Indriss K. é, no entanto, acusado de ter mantido a atividade de tráfico e, com base em escutas telefónicas e rastreamento do seu carro de luxo - feitas pelas autoridades judiciais alemãs, que já investigavam as suas atividades muito antes do naufrágio ocorrido em 2023 -, é também tido como parte da alegada "guerra territorial" entre redes rivais de traficantes de migrantes nas praias da costa francesa.
Mensagens tramam traficantes
Entre as provas constam mensagens de telemóvel escritas entre alegados rivais. "Ontem estiveste no meu ponto de partida [dos migrantes]. Não voltes lá", escreveu, por exemplo, a um rival que lhe garantiu que não organizava estas travessias a partir da costa de Calais, mas sim a partir de Gravelines, outro ponto de partida no norte de França associado às travessias de migrantes.
"Se estive dentro das vossas fronteiras, peço desculpa", respondeu o rival de Indriss K., numa mensagem citada pela AFP. Uma conversa que levou o juiz-presidente do tribunal a afirmar que Indriss K. "considerava aquela praia como sua".
Numa troca de palavras com outro rival, acompanhada por uma enxurrada de insultos, Idriss K. ameaçou: "Estás a brincar. Ontem enviaste um bote Zodiac daqui [com dados de geolocalização]. Se os teus pilotos voltarem, dou-lhes um tiro na cabeça".
Numa outra conversa registada, o curdo falou ao seu amigo Tariq H., também presente no banco dos réus, de um rival iraniano com quem não queria partilhar as praias entre Calais e Dunquerque, portos do Canal da Mancha.
"Se resolvermos o problema com o iraniano, poderemos fazer o embarque duas ou três vezes por semana", disse.
Uns dias depois, enviou outra mensagem na qual afirmava: "Apanhei um iraniano, espanquei-o.

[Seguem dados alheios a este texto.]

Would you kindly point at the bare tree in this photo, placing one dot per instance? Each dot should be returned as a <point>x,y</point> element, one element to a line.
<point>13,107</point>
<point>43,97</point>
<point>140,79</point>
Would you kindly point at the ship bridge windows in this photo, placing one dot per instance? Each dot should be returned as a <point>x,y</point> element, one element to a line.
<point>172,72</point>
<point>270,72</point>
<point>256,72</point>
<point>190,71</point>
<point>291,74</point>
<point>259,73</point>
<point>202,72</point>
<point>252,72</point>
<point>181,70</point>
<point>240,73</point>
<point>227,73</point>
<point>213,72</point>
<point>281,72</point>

Despi completamente o rapaz, fiz-lhe coisas terríveis".
Tariq H. também nega todas as acusações. O homem, também de 45 anos, garantiu em tribunal que estas frases não passavam de fanfarronices de Idriss K., que conheceu no Iraque quando este era "polícia".

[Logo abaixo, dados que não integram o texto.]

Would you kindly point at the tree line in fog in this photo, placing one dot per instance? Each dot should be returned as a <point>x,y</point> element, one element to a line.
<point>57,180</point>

No entanto, os métodos brutais utilizados para realizar travessias irregulares em pequenas embarcações, que aumentaram consideravelmente desde 2018, foram também confirmados no início do julgamento por um sobrevivente sudanês e alegado piloto da embarcação.

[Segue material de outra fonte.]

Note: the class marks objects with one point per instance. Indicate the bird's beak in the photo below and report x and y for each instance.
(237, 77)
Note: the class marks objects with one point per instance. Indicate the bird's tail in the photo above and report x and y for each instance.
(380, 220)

"Disseram-nos: "Vocês vão todos entrar, e quem não entrar, nós matamos". Eles tinham paus e armas", recordou Ibrahim A., de 31 anos, em lágrimas durante o testemunho em tribunal.
A testemunha, que disse ter tido a certeza de que o barco insuflável não aguentaria fazer a travessia, dado o seu estado, contou que, duas horas após a partida, na noite de 11 para 12 de agosto de 2023, a embarcação improvisada virou-se.
O naufrágio provocou sete mortos e deixou à deriva, nas águas do Canal da Mancha, cerca de 60 sobreviventes afegãos. O julgamento deverá durar até 18 de novembro.
Travessia ilegal aumentou na última década
A entrada ilegal no Reino Unido de migrantes que atravessam o Canal da Mancha em barcos frágeis que partem da costa de França tem vindo a aumentar na última década.
Desde o início deste ano, cerca de 37 mil pessoas entraram dessa forma no Reino Unido, o que supera o número registado em todo o ano de 2024, segundo dados do Ministério do Interior britânico.
Estes números, no entanto, continuam abaixo dos registados em 2022, quando 45.774 migrantes desembarcaram em terras britânicas, o número mais elevado desde o início do fenómeno em 2018.
O governo trabalhista do primeiro-ministro Keir Starmer está a tentar, até agora sem sucesso, reduzir o número de migrantes que atravessam o Canal da Mancha nestes pequenos barcos.
Londres e Paris concluíram, em julho, um acordo baseado no princípio de "um por um", através do qual França recebe migrantes que tenham chegado ao Reino Unido em "pequenos barcos" e cujos pedidos de asilo não sejam admissíveis.
Já Londres recebe pessoas localizadas em França que se tenham candidatado a migrar através de uma plataforma "online", dando prioridade às que têm ligações ao Reino Unido.
Estas travessias perigosas causaram a morte de pelo menos 27 pessoas desde o início do ano.